We also have to support one another (again here, unity comes in). In America today, there is a wave in the black community in which black people patronize black-owned businesses; they spend black, watch black, listen black, wear black etc. We can do the same here, just NOT at the expense of mediocrity. If for instance your company is hiring, send word to your qualified gay friends to apply and put in word for them with human resources to get them shortlisted (they can take it from there). If your company needs vendors, look out for gay vendors who can get the job done. Patronize gay people who run legit hustles and help them move their business to the next level. This is how we create an army of gay people who are financially independent and who can finance this war, and with this money, we can for example build safe houses (for teenagers thrown out by their parents), run clinics focused on the sexual health of MSMs, even create scholarships and SME funds for businesses run by our people. Even if help will come from the West, we must be seen to have started acting.

I came across an app recently on the internet. It is called “My g-work”, which is essentially like LinkedIn for gay people – a network of professional gay men who share information with one another and help themselves move ahead career wise. They share job vacancies including insider information; gay business owners and company heads also use it to recruit staff, and other business owners seek for more business and advertise their services on the network. This is a clear cut strategy to win, and we can employ and adapt models like that to win in Nigeria.

When we are well off financially, we can influence government policies from the inside (isn’t that the way super PACs work in America?); we can sponsor people into parliament and they will cause disturbance there. Imagine if we put someone like our very own Dr. Francis in NACA? Gay men would be included in the HIV policy of Nigeria. Or think about if Khaleesi was our attorney general, or works in that office? This is how viruses work in medicine; they invade the host and multiply over time, and slowly take down the host’s defenses, and before you know it, you are down with an infection. Ladies and gentlemen, we can invade and infect Nigeria and slowly take it down and make it easier for the generations coming behind us to be gay. This is what we owe them, a debt we should pay.

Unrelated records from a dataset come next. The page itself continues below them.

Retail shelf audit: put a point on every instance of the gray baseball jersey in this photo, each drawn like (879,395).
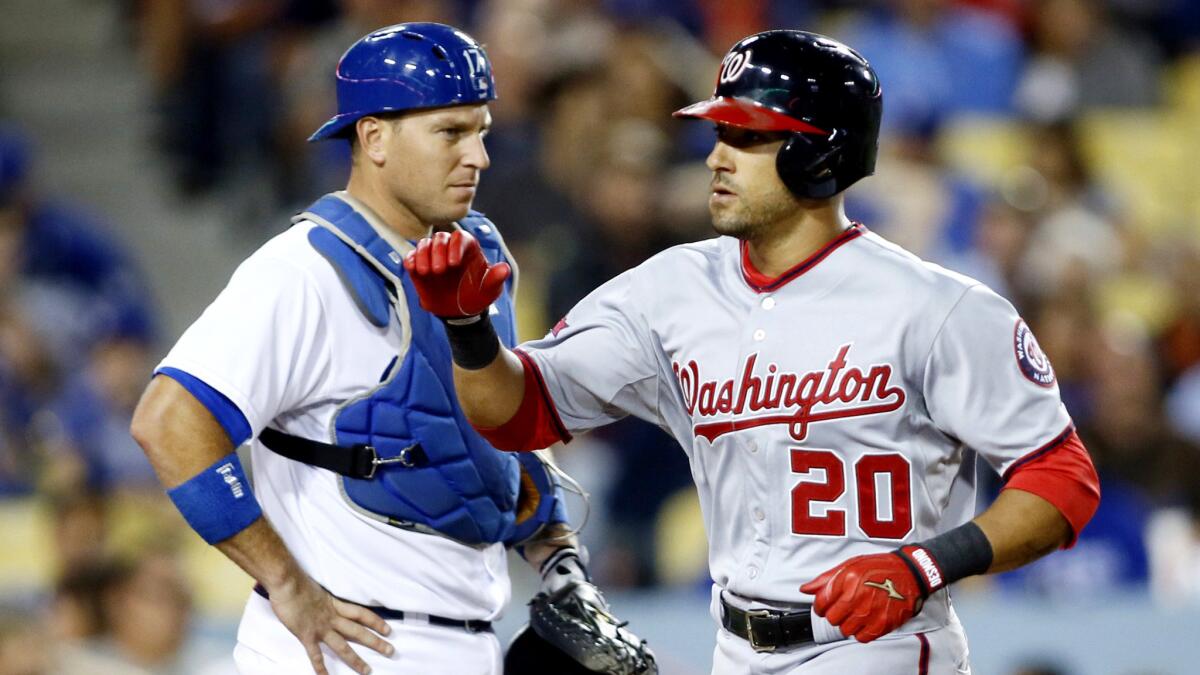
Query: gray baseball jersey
(835,411)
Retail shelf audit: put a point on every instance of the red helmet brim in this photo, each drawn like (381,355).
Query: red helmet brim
(747,114)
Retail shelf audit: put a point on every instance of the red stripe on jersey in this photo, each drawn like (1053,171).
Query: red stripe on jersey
(535,424)
(763,284)
(923,662)
(1062,475)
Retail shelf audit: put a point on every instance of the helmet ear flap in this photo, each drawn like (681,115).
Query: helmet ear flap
(805,165)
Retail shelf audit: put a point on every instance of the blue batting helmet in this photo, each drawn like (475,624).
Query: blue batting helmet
(406,67)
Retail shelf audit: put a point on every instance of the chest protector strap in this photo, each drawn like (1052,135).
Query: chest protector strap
(403,447)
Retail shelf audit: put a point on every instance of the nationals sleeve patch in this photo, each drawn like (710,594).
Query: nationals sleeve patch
(1030,357)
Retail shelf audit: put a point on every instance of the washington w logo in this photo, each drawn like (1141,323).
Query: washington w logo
(735,65)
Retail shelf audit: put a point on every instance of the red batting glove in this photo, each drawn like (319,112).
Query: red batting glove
(869,596)
(451,275)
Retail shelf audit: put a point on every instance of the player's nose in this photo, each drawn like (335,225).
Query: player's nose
(477,154)
(720,159)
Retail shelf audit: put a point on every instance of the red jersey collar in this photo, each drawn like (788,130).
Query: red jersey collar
(763,284)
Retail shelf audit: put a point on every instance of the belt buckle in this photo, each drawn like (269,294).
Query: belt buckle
(750,634)
(406,459)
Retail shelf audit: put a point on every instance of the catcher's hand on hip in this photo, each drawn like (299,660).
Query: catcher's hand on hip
(868,596)
(451,275)
(317,617)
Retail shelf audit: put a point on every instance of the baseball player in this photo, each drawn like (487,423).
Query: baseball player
(833,392)
(377,515)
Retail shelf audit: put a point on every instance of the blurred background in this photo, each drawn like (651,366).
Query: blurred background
(1048,148)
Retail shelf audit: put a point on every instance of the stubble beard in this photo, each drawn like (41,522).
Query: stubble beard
(745,220)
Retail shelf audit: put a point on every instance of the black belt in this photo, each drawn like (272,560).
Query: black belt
(469,625)
(768,629)
(357,461)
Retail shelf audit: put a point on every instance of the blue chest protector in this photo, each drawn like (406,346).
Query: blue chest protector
(455,483)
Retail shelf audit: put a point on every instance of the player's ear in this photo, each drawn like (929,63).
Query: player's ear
(373,135)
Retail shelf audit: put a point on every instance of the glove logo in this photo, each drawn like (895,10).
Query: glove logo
(887,586)
(733,65)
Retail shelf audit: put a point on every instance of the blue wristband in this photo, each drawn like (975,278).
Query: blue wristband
(217,502)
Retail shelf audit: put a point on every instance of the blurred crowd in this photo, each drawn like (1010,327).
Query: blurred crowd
(1043,147)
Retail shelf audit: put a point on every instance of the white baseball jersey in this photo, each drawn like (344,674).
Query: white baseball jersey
(287,345)
(832,412)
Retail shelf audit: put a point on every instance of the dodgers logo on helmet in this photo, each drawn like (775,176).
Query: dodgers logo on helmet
(1033,362)
(408,67)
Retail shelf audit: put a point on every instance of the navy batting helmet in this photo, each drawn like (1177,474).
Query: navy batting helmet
(819,89)
(406,67)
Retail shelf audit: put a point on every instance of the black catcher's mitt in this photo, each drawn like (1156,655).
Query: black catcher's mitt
(576,620)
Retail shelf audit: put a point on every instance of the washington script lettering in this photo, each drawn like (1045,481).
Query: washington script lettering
(801,395)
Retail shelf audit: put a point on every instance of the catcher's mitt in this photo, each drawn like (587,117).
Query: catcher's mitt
(576,620)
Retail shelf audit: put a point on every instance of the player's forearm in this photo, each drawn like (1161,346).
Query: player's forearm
(553,537)
(491,395)
(262,554)
(1021,527)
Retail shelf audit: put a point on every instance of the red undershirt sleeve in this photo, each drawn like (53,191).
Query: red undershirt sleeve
(535,424)
(1065,476)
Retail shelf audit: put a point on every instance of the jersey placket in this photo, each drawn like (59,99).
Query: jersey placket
(756,338)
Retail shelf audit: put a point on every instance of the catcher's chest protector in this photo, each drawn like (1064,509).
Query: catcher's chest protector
(449,481)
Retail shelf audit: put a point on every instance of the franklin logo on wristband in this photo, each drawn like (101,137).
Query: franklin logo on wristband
(231,478)
(933,574)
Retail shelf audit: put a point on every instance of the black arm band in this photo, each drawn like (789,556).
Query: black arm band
(960,553)
(473,341)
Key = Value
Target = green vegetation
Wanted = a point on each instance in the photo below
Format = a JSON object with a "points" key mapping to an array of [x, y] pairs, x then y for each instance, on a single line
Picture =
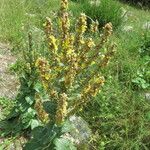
{"points": [[119, 116]]}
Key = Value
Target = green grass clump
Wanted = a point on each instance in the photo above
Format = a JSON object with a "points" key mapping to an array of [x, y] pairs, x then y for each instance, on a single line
{"points": [[103, 11]]}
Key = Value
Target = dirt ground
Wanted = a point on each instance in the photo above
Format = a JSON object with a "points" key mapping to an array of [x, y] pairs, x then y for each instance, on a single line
{"points": [[8, 81]]}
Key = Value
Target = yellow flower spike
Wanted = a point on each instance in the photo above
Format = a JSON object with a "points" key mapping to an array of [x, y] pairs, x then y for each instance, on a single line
{"points": [[48, 27], [94, 26], [61, 109], [90, 43], [52, 43], [64, 5]]}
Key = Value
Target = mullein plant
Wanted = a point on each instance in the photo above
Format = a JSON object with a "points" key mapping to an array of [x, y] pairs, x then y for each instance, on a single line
{"points": [[71, 74], [71, 71]]}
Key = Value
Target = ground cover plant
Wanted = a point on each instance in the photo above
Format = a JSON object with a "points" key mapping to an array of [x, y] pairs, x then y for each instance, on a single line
{"points": [[118, 117]]}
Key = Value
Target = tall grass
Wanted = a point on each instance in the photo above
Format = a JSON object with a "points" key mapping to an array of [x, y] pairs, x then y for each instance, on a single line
{"points": [[120, 115], [103, 11]]}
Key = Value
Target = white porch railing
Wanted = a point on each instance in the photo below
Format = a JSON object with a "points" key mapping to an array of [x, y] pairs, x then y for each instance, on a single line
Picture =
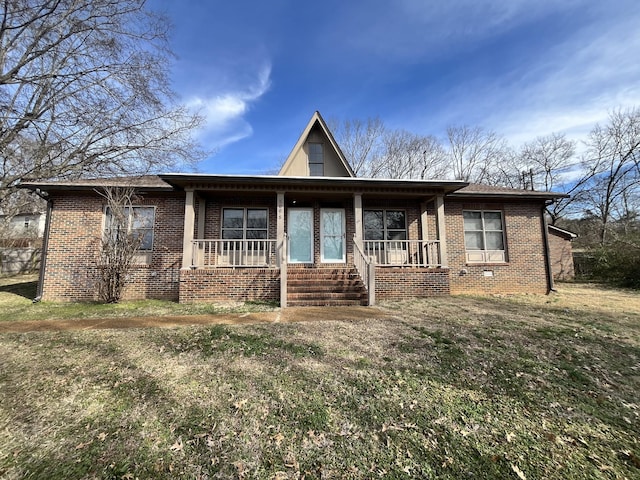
{"points": [[234, 253], [367, 271], [411, 253]]}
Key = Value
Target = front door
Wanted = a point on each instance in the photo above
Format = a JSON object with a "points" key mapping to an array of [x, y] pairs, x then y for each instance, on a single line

Consider this another clarion call to action! We may have support from outside but ultimately we will wage this war ourselves and we can win, albeit in stages. Learn as much as you can learn; don’t use all your data downloading ‘Drake bangs Daquan’ on breeditraw.com (lol, sorry I couldn’t resist), but also use the internet to educate and empower yourself. We need as much soldiers as we can get; from those mounting podiums to raise their voices against homophobia, to those quietly diffusing homophobic bombs at dinner tables and workplaces, even down to those mentoring the young ones! We are all important and together we can win. Information is power and when dealing with logical people, if you present higher information, they are most likely to concede.


This has been very preachy, but please, excuse me today. I needed to get this off my chest!